漠然と考えるだけで終わらせるのをやめる(p.56)

「心の機微」という表現が私にとって非常に腑に落ちる言葉です。こういうささいな変化こそ捉えたい瞬間なのです。私の心を動かしたのはなぜだろうと深めたい出来事です。好きな音楽が見つかったり、人に声をかけられてうれしかった、外の空気が気持ち良いなど、心が動く瞬間というものがあります。そういうところに自分の価値観や人間性がありそうな気がします。

自分を知るために、そのような瞬間の出来事と向かい合うことで、価値観や人間性を知る。複雑であっても、どんな感情があったか解きほぐしていくことで、自分ってこうだったんだと気づけるように思います。

ちょっとした心の機微があったときにメモしておき、一日の終わりに振り返ると良さそうです。

まずは「内なる言葉」に意識し気長に続ける

だからと言って、最初から大きな効果や変化を求めてはならない。(中略)はじめから多くを求め過ぎず、あえて「内なる言葉」を意識するだけに留めておくことで、まず習慣を作る(p.56)

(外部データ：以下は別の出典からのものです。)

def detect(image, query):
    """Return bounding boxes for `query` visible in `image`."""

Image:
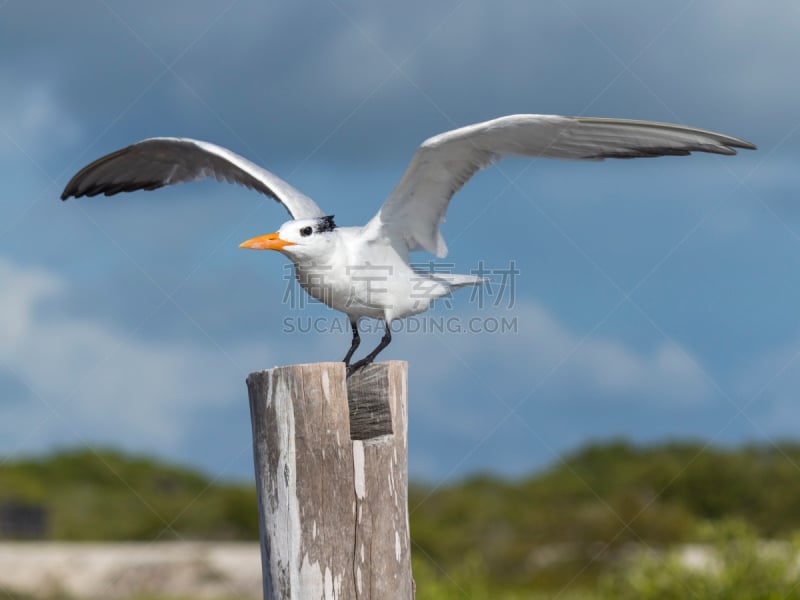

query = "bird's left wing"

[61,137,325,219]
[365,115,755,258]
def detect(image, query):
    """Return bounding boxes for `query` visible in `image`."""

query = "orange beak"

[239,232,294,250]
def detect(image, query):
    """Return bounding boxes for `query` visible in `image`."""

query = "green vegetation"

[0,450,258,541]
[0,442,800,600]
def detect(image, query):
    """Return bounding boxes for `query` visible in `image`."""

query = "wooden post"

[247,361,414,600]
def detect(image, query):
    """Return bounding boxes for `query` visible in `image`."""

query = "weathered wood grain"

[247,361,413,600]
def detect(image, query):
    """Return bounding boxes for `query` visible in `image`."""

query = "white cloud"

[0,258,269,454]
[401,300,714,439]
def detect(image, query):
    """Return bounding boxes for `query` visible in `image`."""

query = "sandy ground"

[0,542,261,600]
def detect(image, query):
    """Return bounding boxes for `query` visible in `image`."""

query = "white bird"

[61,115,755,373]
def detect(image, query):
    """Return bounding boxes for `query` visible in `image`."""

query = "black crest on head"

[314,215,336,233]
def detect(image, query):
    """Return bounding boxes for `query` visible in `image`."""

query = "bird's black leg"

[347,321,392,375]
[342,319,361,367]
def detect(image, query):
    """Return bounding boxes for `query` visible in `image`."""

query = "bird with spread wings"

[61,115,755,373]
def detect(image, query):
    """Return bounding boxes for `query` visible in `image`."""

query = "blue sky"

[0,0,800,482]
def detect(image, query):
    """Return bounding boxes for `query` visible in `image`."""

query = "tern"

[61,115,755,374]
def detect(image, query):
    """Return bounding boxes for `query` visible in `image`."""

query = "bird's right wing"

[61,137,325,219]
[365,115,755,257]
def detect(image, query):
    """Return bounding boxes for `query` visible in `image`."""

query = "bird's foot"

[345,358,372,377]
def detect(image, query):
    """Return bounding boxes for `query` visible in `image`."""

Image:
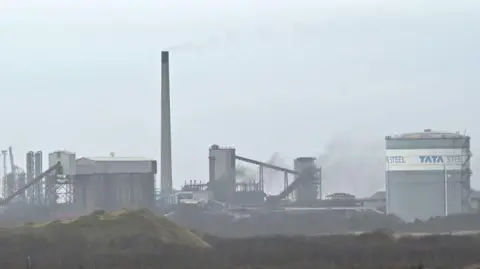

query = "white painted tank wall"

[386,148,470,221]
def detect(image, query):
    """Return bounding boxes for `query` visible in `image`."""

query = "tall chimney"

[160,51,172,195]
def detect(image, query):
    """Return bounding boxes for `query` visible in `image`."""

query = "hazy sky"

[0,0,480,195]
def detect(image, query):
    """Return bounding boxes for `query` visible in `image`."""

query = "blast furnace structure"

[385,129,471,221]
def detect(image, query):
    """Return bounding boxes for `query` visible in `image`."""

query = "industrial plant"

[0,51,475,232]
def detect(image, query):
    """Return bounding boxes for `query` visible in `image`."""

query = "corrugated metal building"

[385,129,471,221]
[74,157,157,212]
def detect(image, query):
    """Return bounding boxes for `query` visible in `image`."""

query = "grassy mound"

[0,209,210,252]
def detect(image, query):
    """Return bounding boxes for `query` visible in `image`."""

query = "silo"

[293,157,321,204]
[385,129,471,221]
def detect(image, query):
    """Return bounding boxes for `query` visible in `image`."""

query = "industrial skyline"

[0,0,480,195]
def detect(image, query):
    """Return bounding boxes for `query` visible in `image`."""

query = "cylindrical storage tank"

[209,145,236,202]
[293,157,320,203]
[385,129,471,222]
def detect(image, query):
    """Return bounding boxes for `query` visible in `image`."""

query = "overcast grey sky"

[0,0,480,195]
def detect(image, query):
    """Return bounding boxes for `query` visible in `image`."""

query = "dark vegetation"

[0,229,480,269]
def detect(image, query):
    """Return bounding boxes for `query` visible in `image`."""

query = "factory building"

[208,145,236,202]
[293,157,322,204]
[385,129,471,221]
[74,157,157,212]
[46,151,157,214]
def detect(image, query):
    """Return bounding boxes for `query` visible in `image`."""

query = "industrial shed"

[74,157,157,212]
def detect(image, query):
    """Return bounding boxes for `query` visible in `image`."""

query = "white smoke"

[318,132,385,197]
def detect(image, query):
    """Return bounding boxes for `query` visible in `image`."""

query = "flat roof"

[77,157,154,162]
[385,129,469,140]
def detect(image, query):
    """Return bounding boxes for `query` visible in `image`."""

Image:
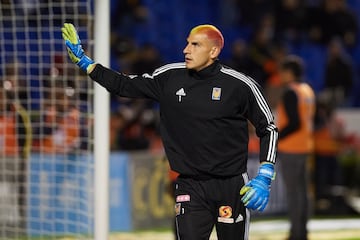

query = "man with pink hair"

[62,23,277,240]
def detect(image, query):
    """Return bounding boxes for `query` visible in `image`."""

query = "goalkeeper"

[62,23,278,240]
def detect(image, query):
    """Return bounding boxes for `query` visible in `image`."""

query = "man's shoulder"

[220,65,259,86]
[153,62,186,76]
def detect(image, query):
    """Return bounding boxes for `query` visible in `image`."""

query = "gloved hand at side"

[61,23,94,73]
[240,162,275,211]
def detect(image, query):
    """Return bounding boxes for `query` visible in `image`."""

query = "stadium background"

[0,0,360,239]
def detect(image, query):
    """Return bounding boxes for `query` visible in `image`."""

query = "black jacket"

[90,61,277,177]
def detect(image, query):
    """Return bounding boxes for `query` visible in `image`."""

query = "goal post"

[0,0,109,239]
[94,0,110,240]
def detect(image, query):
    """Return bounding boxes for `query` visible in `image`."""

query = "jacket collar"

[189,60,221,80]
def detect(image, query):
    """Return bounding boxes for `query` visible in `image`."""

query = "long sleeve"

[90,64,160,100]
[245,78,278,163]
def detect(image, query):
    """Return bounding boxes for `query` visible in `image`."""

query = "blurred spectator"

[109,112,125,151]
[4,59,30,109]
[308,0,358,47]
[0,76,32,232]
[110,0,148,37]
[225,38,251,75]
[131,43,163,74]
[322,38,354,107]
[237,0,274,28]
[34,78,81,154]
[249,14,275,87]
[277,56,315,240]
[314,98,346,210]
[264,41,289,108]
[275,0,307,43]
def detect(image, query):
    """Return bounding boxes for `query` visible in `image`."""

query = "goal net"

[0,0,94,239]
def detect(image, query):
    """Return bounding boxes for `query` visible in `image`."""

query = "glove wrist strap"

[76,54,94,72]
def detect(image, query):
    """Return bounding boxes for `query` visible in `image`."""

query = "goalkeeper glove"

[240,163,275,211]
[61,23,94,72]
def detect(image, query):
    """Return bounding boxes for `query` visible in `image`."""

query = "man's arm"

[61,23,160,100]
[240,79,278,211]
[279,90,300,139]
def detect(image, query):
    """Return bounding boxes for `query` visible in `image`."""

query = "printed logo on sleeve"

[218,206,234,223]
[176,194,190,202]
[211,87,221,100]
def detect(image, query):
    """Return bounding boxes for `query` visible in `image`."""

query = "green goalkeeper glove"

[61,23,94,72]
[240,163,275,211]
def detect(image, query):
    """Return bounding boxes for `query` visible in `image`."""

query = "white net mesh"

[0,0,94,239]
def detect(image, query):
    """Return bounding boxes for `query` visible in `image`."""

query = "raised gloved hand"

[240,163,275,211]
[61,23,94,72]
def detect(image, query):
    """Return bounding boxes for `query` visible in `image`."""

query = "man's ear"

[210,46,220,59]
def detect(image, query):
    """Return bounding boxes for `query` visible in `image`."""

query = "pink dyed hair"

[190,24,224,49]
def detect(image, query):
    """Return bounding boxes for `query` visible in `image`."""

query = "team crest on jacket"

[211,87,221,100]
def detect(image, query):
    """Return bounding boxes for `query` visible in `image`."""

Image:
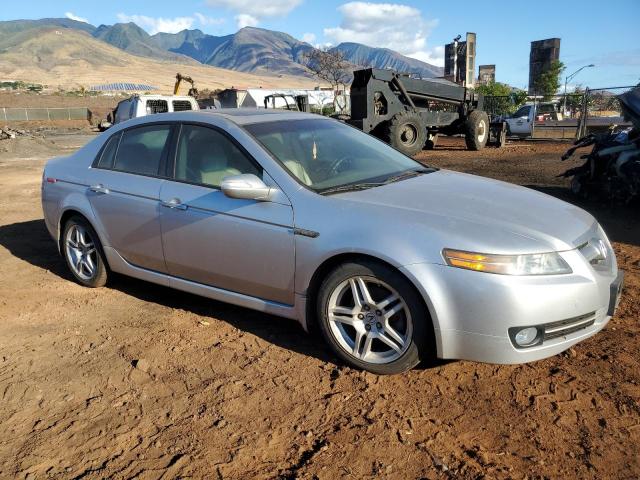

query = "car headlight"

[442,248,572,275]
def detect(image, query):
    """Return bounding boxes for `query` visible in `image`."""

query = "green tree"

[476,82,527,116]
[534,60,565,101]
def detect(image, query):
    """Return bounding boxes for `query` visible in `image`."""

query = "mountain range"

[0,18,442,78]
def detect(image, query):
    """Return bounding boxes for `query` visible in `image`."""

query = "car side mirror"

[220,173,277,202]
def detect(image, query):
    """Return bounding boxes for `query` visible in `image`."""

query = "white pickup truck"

[98,95,200,130]
[504,103,562,138]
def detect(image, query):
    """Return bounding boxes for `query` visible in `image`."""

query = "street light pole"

[562,63,595,115]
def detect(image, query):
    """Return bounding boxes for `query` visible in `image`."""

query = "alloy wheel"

[327,276,413,364]
[64,224,98,280]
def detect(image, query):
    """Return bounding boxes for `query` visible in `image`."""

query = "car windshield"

[245,118,433,193]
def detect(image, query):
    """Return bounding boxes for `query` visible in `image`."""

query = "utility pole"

[562,63,595,115]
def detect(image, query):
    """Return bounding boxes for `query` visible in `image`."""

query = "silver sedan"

考えが足りないところがみつかったり、自分の考えていることが表現しきれていない箇所に気づくことができる。あるいは、実はありきたりなことしか考えたれていなかったと痛感することもあるだろう。(p.59)

「内なる言葉」や自分の価値観は、そう簡単にわかるようなものではないのかもしれません。また自分は考えているようで、実は考えていないことに、情けなさを感じるかもしれません。

しかしそういうギャップに一喜一憂せず、少なくともそういう出来事で心が動いたとか、考えが足りないなと知ったという現状がわかったことも一歩進んだと捉えると良いでしょう。それらはおそらくこれからの「心の機微」とつながってくるはずです。 

 まとめ

この本は読めば読むほど面白い。私のなんとなく感じていたことがきちんと言葉で書かれているのです。それは小手先のノウハウでは解決しない、本質的な、核心的な、自分を知る方法なのです。

すぐには本質に近づけないかもしれない。しかし気長に自分と向き合う時間をつくり、自分の思考のクセを知ることで、自分の特徴・人間性・価値観を知る。

内なる言葉を知ることは、自分探しと同等だ、と私は思います。